The Industrial Revolution is a watershed event in human evolution that is (mis) credited with various pivotal events, notably the introduction of fossil fuels, which has resulted in global warming. Growing labour demand prompted widespread migration to cities, resulting in the development of new architectural guiding principles for mass housing and the grid technique of town planning. The house was reduced to a ‘machine for life’, with architecture focusing on mass production of housing to feed factories with insatiable appetites for labour.

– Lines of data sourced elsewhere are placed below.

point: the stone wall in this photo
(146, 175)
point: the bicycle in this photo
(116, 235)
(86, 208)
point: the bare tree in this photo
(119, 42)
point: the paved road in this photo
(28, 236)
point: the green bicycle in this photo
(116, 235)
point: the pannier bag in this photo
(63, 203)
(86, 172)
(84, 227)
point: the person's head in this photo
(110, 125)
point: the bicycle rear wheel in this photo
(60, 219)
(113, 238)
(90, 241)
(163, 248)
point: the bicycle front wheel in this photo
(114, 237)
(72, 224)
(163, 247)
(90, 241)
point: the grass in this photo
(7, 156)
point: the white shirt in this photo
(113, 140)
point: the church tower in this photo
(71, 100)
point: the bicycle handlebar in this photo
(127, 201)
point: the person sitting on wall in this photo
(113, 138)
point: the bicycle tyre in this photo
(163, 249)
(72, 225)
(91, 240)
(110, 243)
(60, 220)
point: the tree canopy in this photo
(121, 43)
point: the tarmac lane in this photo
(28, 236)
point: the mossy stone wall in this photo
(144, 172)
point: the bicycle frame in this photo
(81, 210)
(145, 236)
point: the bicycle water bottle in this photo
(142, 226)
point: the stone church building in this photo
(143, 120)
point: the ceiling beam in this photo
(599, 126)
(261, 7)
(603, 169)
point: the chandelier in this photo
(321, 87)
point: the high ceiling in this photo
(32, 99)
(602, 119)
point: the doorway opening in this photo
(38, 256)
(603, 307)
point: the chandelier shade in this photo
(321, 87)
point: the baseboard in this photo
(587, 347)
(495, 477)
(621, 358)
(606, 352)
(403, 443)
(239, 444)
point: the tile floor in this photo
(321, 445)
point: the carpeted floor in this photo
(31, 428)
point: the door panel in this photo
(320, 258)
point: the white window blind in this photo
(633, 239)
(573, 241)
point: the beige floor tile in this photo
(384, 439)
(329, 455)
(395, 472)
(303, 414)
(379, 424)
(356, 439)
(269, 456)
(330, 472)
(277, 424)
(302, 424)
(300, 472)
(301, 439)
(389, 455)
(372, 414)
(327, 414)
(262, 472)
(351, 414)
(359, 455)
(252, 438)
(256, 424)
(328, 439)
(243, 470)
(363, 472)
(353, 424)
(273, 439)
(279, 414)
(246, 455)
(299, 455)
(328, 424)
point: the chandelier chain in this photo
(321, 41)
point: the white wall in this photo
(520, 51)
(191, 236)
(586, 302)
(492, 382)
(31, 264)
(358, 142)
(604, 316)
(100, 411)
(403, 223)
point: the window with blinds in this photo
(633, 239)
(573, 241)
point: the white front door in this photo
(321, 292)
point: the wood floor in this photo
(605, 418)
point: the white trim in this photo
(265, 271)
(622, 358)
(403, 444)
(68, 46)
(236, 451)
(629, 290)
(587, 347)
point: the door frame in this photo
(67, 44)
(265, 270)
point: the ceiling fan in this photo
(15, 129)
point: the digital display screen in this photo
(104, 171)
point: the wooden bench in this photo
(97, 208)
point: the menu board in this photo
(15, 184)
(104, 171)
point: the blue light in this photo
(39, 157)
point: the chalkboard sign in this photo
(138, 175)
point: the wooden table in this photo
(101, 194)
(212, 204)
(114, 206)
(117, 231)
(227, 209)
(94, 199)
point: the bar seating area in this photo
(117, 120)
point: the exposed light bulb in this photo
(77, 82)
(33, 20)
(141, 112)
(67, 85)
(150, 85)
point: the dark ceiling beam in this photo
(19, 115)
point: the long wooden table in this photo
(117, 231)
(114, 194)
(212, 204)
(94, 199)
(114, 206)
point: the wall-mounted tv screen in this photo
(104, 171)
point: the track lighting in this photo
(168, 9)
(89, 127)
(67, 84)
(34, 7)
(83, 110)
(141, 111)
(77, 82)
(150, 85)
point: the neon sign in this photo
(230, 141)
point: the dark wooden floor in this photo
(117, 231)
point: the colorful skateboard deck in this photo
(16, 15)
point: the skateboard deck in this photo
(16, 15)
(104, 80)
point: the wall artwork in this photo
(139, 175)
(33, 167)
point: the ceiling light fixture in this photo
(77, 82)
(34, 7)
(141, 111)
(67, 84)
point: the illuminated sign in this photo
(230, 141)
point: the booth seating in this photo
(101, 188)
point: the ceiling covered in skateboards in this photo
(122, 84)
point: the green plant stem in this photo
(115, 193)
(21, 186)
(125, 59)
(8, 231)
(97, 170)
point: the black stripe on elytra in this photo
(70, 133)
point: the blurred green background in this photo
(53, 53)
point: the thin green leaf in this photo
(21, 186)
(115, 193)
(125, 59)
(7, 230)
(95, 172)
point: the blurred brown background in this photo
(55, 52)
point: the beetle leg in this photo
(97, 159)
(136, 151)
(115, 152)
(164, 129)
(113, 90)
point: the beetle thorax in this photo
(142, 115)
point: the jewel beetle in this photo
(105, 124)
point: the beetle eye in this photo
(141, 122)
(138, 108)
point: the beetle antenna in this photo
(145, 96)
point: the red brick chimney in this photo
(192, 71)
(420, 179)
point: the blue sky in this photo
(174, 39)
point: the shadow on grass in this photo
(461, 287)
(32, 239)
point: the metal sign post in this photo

Today, the Covid pandemic has threatened millions of lives and has had a negative influence on economies across the world; but it will not be the last epidemic that humanity will experience. We have already experienced three pandemics in the 21st century and must realize that epidemics are becoming quite frequent. We have to restore the ecosystems and we can do it collectively and collaboratively.

Unsustainable urbanisation, climate change, biodiversity loss, and deterioration of ecosystem services are concerns that all Indian cities face today, along with water scarcity, flooding, and pollution. Policy makers in India have yet to consider incorporating nature into urban infrastructure. On the other hand, European governments are increasingly turning to natural-based solutions (NbS).

Various urban challenges are being addressed around the world using methods that place environment at the forefront of their plans. For example, as part of the Green Corridor project, Medelln, Colombia’s second-largest city, used NbS to alter 18 roadways and 12 rivers. In the Indian context, such solutions become more important and need to be incorporated in policy making and city development agendas.
Architects, urban planners, and landscape architects must collaborate to build more resilient and eco-friendly cities, supported by local governments

Our cities must be reimagined from the ground up. Agencies must collaborate in building more resilient and environmentally friendly homes and cities. To approach environmental rating systems and performance scores as the baseline for the future, the architect, urban planner, and landscape architect must work as a team with the support of an urban governance authority that can make policy changes.

For a time, lockdowns helped the environment breathe cleaner air, but India produced 45,308 tons of bio-medical rubbish between June 2020 and May 10, 2021, with an average daily output of 132 tons of Covid-19-related garbage, according to the Central Pollution Control Board. Despite the enormous health and environmental crises, if everyone works together, the damage can be minimised.